From the manual, it doesn't sound like the same thing:



> devq_queued:  This is the number of transactions waiting in the kernel queue for capacity on the device.  This number is usually zero unless error recovery is in progress.



Thanks!


----------



## mav@ (Oct 27, 2010)

`# gstat -I 1s` - first column is the current queue length. But not necessary that all that requests are submitted to the disk same time - there could be number of hardware/software limitations, like number of tags supported by hardware. If you need closer to hardware queue stats - dev_active is appropriate.


----------



## IT_Architect (Oct 27, 2010)

It appears dev_active is what I'm after.  My rationale is that when I track parameters in Zabbix, I want to track a parameter(s) that most closely correlates with user-perceived performance.  Split I/Os, transfer speeds for reads and writes, %disk utilization, etc. are not actionable information until the disk subsystem gets behind on disk requests.
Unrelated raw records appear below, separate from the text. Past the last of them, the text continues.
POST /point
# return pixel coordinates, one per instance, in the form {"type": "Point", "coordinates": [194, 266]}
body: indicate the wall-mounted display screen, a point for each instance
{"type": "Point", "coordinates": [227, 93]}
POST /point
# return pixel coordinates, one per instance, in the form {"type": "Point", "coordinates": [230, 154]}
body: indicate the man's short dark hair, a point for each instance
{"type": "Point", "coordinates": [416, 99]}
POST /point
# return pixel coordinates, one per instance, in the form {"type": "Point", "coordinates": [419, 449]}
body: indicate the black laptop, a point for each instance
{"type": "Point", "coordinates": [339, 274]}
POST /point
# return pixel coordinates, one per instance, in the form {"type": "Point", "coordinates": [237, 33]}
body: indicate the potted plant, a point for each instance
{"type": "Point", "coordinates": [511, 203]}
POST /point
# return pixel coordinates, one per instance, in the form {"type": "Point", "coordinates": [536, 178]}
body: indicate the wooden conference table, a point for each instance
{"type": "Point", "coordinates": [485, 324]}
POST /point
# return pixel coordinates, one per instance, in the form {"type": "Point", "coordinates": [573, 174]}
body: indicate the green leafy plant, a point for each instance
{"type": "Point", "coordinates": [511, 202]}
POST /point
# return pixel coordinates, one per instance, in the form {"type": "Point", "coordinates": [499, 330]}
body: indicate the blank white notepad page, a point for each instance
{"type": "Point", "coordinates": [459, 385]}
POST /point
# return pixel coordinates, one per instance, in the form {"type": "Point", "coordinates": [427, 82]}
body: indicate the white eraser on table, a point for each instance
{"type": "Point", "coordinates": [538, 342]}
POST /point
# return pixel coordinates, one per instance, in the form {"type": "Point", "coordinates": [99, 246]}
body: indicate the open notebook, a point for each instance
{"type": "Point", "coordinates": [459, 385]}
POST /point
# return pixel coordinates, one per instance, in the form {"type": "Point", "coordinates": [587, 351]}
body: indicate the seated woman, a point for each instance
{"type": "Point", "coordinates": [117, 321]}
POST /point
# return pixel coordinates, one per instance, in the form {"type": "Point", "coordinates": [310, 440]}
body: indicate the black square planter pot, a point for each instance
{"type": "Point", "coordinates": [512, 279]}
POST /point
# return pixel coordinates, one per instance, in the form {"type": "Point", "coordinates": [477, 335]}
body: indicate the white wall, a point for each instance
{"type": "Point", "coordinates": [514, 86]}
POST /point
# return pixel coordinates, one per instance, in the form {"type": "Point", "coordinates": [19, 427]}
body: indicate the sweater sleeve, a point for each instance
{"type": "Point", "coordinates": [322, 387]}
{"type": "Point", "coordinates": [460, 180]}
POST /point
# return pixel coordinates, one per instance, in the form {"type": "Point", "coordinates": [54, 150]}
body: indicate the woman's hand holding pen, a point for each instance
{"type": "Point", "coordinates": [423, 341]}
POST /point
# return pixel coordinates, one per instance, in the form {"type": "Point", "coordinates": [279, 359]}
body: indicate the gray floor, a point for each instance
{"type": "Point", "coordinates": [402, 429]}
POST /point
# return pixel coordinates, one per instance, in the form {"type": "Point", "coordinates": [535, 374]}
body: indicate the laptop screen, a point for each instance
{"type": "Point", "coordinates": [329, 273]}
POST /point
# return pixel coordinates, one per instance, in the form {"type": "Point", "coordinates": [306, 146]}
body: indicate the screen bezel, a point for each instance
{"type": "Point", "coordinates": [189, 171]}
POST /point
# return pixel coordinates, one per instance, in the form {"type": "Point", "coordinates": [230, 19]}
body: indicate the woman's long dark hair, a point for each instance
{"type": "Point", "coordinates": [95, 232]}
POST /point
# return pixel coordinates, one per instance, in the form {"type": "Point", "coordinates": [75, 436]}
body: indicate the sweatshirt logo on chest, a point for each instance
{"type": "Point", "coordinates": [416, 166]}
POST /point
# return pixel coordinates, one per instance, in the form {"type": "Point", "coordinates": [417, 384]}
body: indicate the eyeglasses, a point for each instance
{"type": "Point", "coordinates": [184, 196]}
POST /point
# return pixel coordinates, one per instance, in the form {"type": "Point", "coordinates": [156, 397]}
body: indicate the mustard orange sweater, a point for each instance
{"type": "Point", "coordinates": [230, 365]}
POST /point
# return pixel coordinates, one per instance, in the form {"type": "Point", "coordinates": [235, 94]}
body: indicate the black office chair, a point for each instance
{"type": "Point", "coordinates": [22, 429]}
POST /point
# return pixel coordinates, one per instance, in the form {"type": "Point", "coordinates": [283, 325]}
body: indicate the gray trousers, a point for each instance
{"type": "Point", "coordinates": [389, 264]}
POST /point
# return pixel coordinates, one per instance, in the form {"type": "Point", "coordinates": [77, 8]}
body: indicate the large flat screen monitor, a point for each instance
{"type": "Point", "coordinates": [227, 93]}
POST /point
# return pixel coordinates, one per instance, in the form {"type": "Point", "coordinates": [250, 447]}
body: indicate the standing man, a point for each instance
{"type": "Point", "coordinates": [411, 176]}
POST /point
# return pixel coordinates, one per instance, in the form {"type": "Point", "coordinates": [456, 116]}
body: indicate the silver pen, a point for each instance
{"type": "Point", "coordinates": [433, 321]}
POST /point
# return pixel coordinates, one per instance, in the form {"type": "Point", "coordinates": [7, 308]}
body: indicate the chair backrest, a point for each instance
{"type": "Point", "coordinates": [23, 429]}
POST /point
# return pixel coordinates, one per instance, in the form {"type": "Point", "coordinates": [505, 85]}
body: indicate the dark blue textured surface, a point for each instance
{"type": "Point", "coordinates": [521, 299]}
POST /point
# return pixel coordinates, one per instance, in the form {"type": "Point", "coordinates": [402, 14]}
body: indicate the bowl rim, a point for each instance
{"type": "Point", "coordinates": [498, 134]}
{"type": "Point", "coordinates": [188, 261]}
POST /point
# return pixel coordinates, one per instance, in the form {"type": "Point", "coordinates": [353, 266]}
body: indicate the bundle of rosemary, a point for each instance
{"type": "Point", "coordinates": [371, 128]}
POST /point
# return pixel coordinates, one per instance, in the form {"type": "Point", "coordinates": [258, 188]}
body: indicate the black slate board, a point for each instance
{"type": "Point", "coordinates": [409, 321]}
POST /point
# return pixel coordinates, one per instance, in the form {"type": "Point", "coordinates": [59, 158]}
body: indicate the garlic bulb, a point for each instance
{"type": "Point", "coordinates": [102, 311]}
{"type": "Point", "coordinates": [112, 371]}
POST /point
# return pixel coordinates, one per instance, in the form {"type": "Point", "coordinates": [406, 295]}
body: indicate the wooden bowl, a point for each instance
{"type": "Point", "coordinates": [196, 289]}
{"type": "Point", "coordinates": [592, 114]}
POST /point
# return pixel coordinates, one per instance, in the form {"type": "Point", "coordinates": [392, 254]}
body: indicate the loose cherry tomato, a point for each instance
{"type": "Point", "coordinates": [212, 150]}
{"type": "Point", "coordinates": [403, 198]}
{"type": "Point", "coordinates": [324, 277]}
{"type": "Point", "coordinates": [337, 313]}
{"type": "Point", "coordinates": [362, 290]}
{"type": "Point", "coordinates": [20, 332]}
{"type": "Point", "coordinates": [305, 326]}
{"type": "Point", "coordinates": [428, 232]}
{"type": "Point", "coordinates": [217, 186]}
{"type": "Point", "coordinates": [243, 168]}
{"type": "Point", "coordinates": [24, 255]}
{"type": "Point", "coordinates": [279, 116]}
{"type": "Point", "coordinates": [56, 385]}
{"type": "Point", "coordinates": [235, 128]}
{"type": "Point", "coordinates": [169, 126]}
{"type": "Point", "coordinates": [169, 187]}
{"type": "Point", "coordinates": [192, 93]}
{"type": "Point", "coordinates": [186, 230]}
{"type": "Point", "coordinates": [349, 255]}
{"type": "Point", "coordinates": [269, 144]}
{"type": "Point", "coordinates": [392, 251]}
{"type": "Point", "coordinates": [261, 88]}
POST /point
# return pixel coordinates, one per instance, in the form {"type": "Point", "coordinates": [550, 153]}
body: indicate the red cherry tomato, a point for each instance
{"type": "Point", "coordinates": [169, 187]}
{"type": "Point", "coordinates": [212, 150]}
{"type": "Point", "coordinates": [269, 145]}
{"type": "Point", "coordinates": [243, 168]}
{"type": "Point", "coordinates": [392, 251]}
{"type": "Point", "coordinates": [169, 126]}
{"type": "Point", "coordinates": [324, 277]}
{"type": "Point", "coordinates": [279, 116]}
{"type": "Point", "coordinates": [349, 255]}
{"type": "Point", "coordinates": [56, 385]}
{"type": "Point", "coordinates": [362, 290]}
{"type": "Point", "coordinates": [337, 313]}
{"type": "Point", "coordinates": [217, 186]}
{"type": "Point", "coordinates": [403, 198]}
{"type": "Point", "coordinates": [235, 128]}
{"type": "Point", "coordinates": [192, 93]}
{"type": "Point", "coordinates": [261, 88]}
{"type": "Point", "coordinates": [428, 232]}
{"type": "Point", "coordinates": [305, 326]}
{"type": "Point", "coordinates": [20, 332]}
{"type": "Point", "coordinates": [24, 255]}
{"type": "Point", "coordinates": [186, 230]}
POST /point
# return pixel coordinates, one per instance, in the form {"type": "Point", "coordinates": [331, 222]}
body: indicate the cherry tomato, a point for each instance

dev_active I assumed was the equivalent of Windows "\PhysicalDisk(0 C:)\% Disk Time" (% busy) but it is not.  It is the equivalent of "\PhysicalDisk(0 C\Current Disk Queue Length" (queued request depth), which is exactly what I need.


----------



## fronclynne (Oct 28, 2010)

IT_Architect said:
			
		

> dev_active I assumed was the equivalent of Windows "\PhysicalDisk(0 C:)\% Disk Time" (% busy) but it is not.  It is the equivalent of "\PhysicalDisk(0 C\Current Disk Queue Length" (queued request depth), which is exactly what I need.
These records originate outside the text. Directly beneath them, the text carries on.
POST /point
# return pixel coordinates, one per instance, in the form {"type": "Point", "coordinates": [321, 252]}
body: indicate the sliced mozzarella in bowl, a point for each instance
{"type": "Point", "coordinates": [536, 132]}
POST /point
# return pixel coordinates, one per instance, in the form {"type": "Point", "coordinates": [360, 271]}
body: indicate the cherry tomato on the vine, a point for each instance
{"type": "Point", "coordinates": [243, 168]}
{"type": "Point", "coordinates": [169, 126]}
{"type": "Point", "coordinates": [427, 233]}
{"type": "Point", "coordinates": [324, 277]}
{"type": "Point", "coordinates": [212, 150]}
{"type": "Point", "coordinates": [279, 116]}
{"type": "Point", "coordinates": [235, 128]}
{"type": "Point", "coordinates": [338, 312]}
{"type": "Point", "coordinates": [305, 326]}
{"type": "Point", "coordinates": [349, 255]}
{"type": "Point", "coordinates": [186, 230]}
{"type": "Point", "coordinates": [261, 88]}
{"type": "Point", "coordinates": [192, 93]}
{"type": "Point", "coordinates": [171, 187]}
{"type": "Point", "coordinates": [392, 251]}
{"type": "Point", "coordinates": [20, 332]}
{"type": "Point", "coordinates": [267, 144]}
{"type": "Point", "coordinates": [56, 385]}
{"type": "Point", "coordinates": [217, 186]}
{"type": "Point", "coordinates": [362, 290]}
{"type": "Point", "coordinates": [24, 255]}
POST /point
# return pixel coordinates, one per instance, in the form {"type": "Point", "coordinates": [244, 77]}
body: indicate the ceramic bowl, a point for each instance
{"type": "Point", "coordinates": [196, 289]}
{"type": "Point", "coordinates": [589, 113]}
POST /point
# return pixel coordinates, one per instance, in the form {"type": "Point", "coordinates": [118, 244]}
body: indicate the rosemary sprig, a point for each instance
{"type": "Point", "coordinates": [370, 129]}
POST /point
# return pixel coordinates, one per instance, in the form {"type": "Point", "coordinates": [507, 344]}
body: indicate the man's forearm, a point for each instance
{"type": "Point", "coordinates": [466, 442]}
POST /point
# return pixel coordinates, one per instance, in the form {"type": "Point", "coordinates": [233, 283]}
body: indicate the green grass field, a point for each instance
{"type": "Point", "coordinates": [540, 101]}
Ah, that's actually good to know.  The Magical World of Microsoft Terminology (such as it is) can be pretty obtuse to those of us who don't actually use it any more.  (I'm not excusing some of the loopy Linux/Unix/BSD terminology either)


----------



## DrTed (Jun 8, 2019)

I've been compiling a list of calculations to assist in tuning of ZFS. 
Finding and tracking disk queue length has been something of interest to me. gstat -I 1s 1s is one of my new fav tv shows lol


----------